At today’s shareholder meeting, Fortescue received a message from shareholders.
Reuters reports that the company’s annual remuneration report was not approved, partly due to special payments to executives last year.
It’s a first strike for the company.
Reuters: The board of the iron ore and green energy company had approved special remuneration payments of A$1.98 million ($1.29 million) to former chief executive Elizabeth Gaines, who took up an executive director position, and A$1 million to Chief Financial Officer Ian Wells, who left in January.
The payments were for their respective “significant and transformative achievements during their time with Fortescue,” the company said in its annual report.
“Based on the votes received to date on this resolution, Fortescue will receive a first strike for the FY 2023 remuneration report,” said remuneration committee chair Penny Bingham-Hall.

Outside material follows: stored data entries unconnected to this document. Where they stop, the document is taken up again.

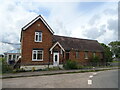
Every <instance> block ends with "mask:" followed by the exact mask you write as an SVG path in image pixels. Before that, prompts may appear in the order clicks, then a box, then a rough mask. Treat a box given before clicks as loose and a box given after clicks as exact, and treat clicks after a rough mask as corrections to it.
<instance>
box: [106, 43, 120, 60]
mask: <svg viewBox="0 0 120 90" xmlns="http://www.w3.org/2000/svg"><path fill="white" fill-rule="evenodd" d="M108 45H109V46H110V47H111V51H112V53H113V54H114V55H115V57H116V58H120V41H112V42H110V43H109V44H108Z"/></svg>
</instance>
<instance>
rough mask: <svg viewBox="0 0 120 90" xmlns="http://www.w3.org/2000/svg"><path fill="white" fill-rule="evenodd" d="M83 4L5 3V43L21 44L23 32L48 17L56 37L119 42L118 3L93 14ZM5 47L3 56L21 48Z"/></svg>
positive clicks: (52, 2) (97, 9) (1, 29)
mask: <svg viewBox="0 0 120 90" xmlns="http://www.w3.org/2000/svg"><path fill="white" fill-rule="evenodd" d="M81 4H83V3H82V2H77V3H75V2H72V3H70V2H61V3H55V2H54V3H53V2H52V3H46V2H37V1H29V0H27V1H23V0H17V1H16V0H12V1H6V0H3V1H2V4H1V6H0V12H1V13H0V20H1V22H0V26H1V29H0V33H1V34H2V35H0V38H2V39H1V41H7V42H11V43H19V40H20V32H21V28H22V27H23V26H24V25H26V24H27V23H28V22H29V21H31V20H32V19H34V18H35V17H36V16H37V15H38V14H43V15H44V17H45V19H46V21H47V22H48V24H49V25H50V26H51V27H52V29H53V31H54V32H55V34H58V35H66V36H71V37H79V38H89V39H97V40H98V41H100V42H104V43H106V44H107V43H109V42H110V41H111V40H116V39H117V35H116V34H117V33H115V31H117V30H115V29H116V26H115V25H114V24H115V23H114V22H116V21H117V19H118V18H117V3H104V4H101V5H100V6H96V8H94V9H92V10H90V11H89V12H85V11H84V8H83V10H81V9H80V5H81ZM111 6H112V7H111ZM90 7H91V6H90ZM111 30H112V31H111ZM109 35H111V38H109ZM0 46H1V44H0ZM2 46H3V47H4V48H2V49H1V50H0V51H1V52H0V53H2V52H4V51H7V50H11V49H14V48H16V47H17V46H11V45H3V44H2Z"/></svg>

“We acknowledge this feedback, particularly in relation to the special one-off payments made in the last financial year.”
Proxies CGI Glass Lewis and ISS had recommended shareholders vote against the resolution because money spent on retiring executives did not directly benefit shareholders, the Australian Financial Review said this month.
Executive chairman Andrew Forrest, Bingham-Hall and lead independent director Mark Barnaba were all voted back on to the board, although Barnaba is due to transition to another board role next year.
Fortescue has seen a string of top management departures, with at least eight in the past two years.